Tuesday, September 19, 2017

Growing Up Southern: September 19, 2017

To paraphrase a saying attributed to Ulysses S. Grant, my father could whistle two songs, one was the hymn “Farther Along.” The other wasn’t.

Oh, he liked music. He just never pretended to be an active participant. He loved to close the grocery store a little early and bundle us off early to some live performance. Famous artist or unknown, it didn’t matter to him. He wasn’t above hauling the whole family down to a small venue in Rison, Arkansas to hear a young singer who had no arms, their molecules having obviously reassigned to his lungs. It was quite a show as it turned out, although I never heard of the artist again.

But, as I said, some of the artists we saw were well known. The group Johnnie and Jack played once at our high school auditorium, and they were famous. Perhaps their most popular song was “Poison Love.” Check it out, and note the fancy Latin-like rhythm guitar work by Johnnie Wright. This “Rhumba Beat” became associated with them on such classics as “Down South In NewOrleans.” That’s steel guitar legend Shot Jackson with them on the videos. I hope he was there with them in Pine Bluff. Heck, I don’t recall and I didn’t even know who he was then.

Johnnie was also famous for being married to music legend Kitty Wells for a few days short of 74 years. She wasn’t with them the night we saw them, though, as far as I can remember. She may have been busy recording “It Wasn’t God Who Made Honky Tonk Angels.”

Oh, and that music on the video? That was a genre called “Country and Western Music.” It became extinct somewhere around the early 1980s. Those of us who were privileged to hear it while we were growing up still miss it after all these years.
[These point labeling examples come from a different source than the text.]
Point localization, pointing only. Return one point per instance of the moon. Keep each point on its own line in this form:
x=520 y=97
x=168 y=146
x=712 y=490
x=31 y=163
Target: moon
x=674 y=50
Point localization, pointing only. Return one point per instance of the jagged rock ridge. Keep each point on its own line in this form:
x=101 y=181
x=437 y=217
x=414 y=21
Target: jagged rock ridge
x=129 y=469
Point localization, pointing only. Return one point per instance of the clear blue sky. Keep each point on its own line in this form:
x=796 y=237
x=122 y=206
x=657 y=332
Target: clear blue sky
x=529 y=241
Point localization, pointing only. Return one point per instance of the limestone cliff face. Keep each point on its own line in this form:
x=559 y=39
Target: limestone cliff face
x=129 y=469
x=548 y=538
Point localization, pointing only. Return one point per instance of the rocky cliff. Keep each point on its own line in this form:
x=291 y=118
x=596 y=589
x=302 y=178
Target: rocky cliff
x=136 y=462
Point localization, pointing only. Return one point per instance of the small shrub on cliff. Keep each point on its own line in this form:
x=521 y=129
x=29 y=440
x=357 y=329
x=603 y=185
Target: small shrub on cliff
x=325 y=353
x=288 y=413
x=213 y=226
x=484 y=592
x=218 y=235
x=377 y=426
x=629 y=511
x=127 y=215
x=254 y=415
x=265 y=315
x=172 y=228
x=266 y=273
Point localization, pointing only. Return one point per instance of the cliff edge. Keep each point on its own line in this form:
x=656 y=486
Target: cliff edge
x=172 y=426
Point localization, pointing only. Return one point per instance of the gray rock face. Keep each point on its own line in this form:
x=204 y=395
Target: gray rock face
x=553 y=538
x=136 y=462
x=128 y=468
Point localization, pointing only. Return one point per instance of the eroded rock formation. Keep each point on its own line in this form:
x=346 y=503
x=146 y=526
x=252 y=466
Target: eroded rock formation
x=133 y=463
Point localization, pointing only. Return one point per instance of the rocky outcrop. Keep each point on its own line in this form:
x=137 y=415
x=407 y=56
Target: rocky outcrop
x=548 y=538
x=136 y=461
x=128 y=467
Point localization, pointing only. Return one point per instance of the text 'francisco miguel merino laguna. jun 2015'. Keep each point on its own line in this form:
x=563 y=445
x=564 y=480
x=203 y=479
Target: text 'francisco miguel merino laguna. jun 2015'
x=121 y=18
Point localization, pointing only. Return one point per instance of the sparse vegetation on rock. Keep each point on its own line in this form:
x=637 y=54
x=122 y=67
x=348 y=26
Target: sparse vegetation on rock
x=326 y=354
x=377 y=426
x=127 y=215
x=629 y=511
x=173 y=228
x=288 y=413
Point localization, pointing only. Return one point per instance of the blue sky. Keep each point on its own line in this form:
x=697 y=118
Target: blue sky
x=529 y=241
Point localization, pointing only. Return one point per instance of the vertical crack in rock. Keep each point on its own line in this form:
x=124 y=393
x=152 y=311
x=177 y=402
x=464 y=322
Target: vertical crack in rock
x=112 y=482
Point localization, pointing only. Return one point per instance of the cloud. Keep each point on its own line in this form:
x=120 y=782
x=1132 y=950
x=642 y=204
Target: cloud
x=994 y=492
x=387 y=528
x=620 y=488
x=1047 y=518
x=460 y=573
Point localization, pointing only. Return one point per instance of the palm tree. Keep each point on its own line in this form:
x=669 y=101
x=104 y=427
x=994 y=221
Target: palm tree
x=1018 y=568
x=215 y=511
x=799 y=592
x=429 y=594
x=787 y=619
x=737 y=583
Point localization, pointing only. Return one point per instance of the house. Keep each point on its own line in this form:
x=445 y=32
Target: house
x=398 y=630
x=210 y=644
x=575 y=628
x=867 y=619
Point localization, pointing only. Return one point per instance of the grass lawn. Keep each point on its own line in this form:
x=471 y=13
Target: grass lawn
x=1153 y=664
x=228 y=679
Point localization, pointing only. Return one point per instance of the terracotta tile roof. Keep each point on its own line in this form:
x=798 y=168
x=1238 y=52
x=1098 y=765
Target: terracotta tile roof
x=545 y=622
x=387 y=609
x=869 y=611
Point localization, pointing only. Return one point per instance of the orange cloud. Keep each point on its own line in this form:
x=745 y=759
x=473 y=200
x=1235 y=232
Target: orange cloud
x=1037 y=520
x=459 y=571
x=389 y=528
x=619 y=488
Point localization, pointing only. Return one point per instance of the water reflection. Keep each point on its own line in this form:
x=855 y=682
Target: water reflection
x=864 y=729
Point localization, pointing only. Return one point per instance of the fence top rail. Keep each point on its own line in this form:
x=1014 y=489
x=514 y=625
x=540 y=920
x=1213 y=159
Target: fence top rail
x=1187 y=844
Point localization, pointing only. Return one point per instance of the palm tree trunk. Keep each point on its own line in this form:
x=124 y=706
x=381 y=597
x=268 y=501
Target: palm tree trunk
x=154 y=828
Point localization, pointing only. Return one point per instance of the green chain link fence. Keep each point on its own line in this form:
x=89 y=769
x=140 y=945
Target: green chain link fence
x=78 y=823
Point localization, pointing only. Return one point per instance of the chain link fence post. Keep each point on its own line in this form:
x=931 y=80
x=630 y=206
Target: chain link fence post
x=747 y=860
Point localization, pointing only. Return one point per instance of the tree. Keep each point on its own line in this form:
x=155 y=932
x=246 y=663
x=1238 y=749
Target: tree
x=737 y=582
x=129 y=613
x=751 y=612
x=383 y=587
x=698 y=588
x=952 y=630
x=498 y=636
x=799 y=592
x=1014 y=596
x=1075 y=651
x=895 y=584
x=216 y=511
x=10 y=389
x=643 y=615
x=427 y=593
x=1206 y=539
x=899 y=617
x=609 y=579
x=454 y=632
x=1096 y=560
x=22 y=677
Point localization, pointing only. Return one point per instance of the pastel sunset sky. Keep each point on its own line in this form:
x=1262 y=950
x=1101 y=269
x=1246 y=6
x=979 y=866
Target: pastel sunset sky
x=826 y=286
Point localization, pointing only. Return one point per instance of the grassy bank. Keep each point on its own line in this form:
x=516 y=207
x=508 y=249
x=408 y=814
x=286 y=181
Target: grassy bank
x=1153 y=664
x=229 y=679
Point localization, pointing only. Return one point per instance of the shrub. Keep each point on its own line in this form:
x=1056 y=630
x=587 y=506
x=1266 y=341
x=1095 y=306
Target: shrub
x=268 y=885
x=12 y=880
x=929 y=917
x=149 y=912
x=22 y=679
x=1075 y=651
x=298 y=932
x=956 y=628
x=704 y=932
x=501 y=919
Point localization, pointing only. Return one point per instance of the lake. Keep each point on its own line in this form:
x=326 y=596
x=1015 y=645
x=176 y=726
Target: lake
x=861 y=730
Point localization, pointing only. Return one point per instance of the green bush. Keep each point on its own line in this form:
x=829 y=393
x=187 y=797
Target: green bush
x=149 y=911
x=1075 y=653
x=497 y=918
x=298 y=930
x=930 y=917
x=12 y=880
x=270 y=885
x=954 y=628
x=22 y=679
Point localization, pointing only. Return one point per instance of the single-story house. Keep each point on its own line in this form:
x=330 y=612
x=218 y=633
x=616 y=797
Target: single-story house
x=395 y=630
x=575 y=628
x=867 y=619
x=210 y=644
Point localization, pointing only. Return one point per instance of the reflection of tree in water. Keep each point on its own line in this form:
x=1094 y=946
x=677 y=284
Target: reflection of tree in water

The biggest shocker, to me at least, about our musical pilgrimages came to me in the 1960s. When they made that awful, terrible, pathetic, laughable film about the life of Hank Williams, I was telling my mother that I had gone to see it. She looked at me and said, “Well you saw the real Hank Williams once.”

“I what?”

“He came to Robinson Auditorium and your daddy took us all to see him.”

“You’re kidding.”

“You weren’t but about three or four.”

From all accounts, he was sober for that performance. It was a Sunday I think. Daddy remembered Hank saying of the song “My Bucket’s Got A Hole In It” that it “ … has been buying a lot of beans for me and the boys lately.”

I wish I could say I remember it. I do remember seeing those giant (fake) columns at the front of the building, and if I allow my mind to run wild I can conjure up the image of a man with dark circles around his eyes singing away. That may be pure imagination. At any rate, I can say I actually saw the man. I suppose if he had been armless, I might have a stronger recollection of it.

Daddy bought us a Johnnie and Jack songbook at their concert. I think I still have it stashed away somewhere. I’m thankful for every musical outing he took us to. I guess I’m also thankful that they didn’t have cell phones in those days. Real life was a lot more fun.